I like to think the editors will look at the account, see it's legitimate and let it pass. The many threads about accounts being blocked and the trouble to get them re-opened is a situation I would like to avoid though, I don't want to explain to my clients that we are being blocked pending investigation or something similar..

For my company it means that it's a risk to sign a contract that promises to manage Adwords campaigns for a client during a specific period, we may not be able to live up to it. I wonder if anyone here managed to get explicit permission to run multiple accounts, to be able to service multiple clients?

skibum

4:16 pm on Jan 14, 2004 (gmt 0)

WebmasterWorld Senior Member 10+ Year Member



Yes. We work through Google directly on some accounts and each client has a different account through us.

cline

8:17 pm on Jan 14, 2004 (gmt 0)

WebmasterWorld Senior Member 10+ Year Member



Permission? You *asked* for permission?

I've got a gaggle of accounts for various clients. Never asked permission.

eWhisper

8:28 pm on Jan 14, 2004 (gmt 0)

WebmasterWorld Senior Member 10+ Year Member



I make a new account for each client, so run a lot of accounts, and G has never questioned this.
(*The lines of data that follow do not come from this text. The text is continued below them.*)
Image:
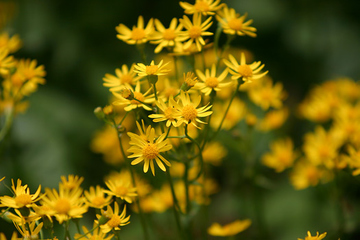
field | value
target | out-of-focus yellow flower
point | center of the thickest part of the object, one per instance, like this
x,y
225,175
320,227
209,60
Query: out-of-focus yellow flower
x,y
317,237
248,72
195,30
205,7
124,78
233,23
281,155
230,229
138,34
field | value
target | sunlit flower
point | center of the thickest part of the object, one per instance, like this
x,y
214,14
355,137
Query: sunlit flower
x,y
138,34
195,30
210,81
95,197
233,23
205,7
230,229
248,72
115,221
22,196
147,149
188,112
124,78
317,237
167,37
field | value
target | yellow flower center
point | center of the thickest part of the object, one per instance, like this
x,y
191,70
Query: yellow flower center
x,y
62,206
126,78
138,96
169,113
150,151
245,70
98,201
23,199
121,191
114,221
137,33
202,6
169,34
195,32
212,82
152,69
235,24
189,113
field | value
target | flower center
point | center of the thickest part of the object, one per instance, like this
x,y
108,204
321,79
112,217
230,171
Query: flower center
x,y
114,221
137,33
245,70
121,190
152,69
235,24
195,32
202,6
138,96
189,113
169,34
62,206
126,79
150,151
212,82
23,199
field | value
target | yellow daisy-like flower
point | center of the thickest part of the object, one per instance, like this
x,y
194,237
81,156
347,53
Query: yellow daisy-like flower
x,y
188,112
124,78
195,30
211,82
147,150
205,7
246,72
65,204
167,37
152,69
121,188
95,197
317,237
22,196
132,102
230,229
233,23
115,221
138,34
168,114
93,234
Although, if they do make a contact interface - might suprise G if people fill them out properly how many people have several accounts.

However, I never run campaigns for competing clients - and have refused many people because of this.

chrisk999

8:42 pm on Jan 14, 2004 (gmt 0)

10+ Year Member



I've run two accounts together for a while now for accounting convenience.

Google contacted me last year about it, but said it was fine, so long as the two accounts didn't run the same campaigns in tandem.

It's not a problem, but they do flag it up and check you're not abusing the system.

colinirwin

9:19 pm on Jan 14, 2004 (gmt 0)

10+ Year Member



As long as you aren't using multiple accounts to target the same keywords for the same client then I don't think you are doing anything wrong.

We've got about 20 accounts running at the moment & we've never had any problems. Some of these accounts have overlapping keywords, but as they are for different websites there are no problems.

Col

vibgyor79

11:39 am on Jan 19, 2004 (gmt 0)

WebmasterWorld Senior Member 10+ Year Member



Damian - Who is paying for the clicks received? You or your clients? That is, who do you have in your account billing details?

I would suggest opening multiple accounts for each of your clients but make sure they enter their own credit card details. You can bill them seperately for your campaign management fee.

If Google does figure out that you are accessing multiple accounts, you can always point out the the billing details are different and that the URL promoted are different.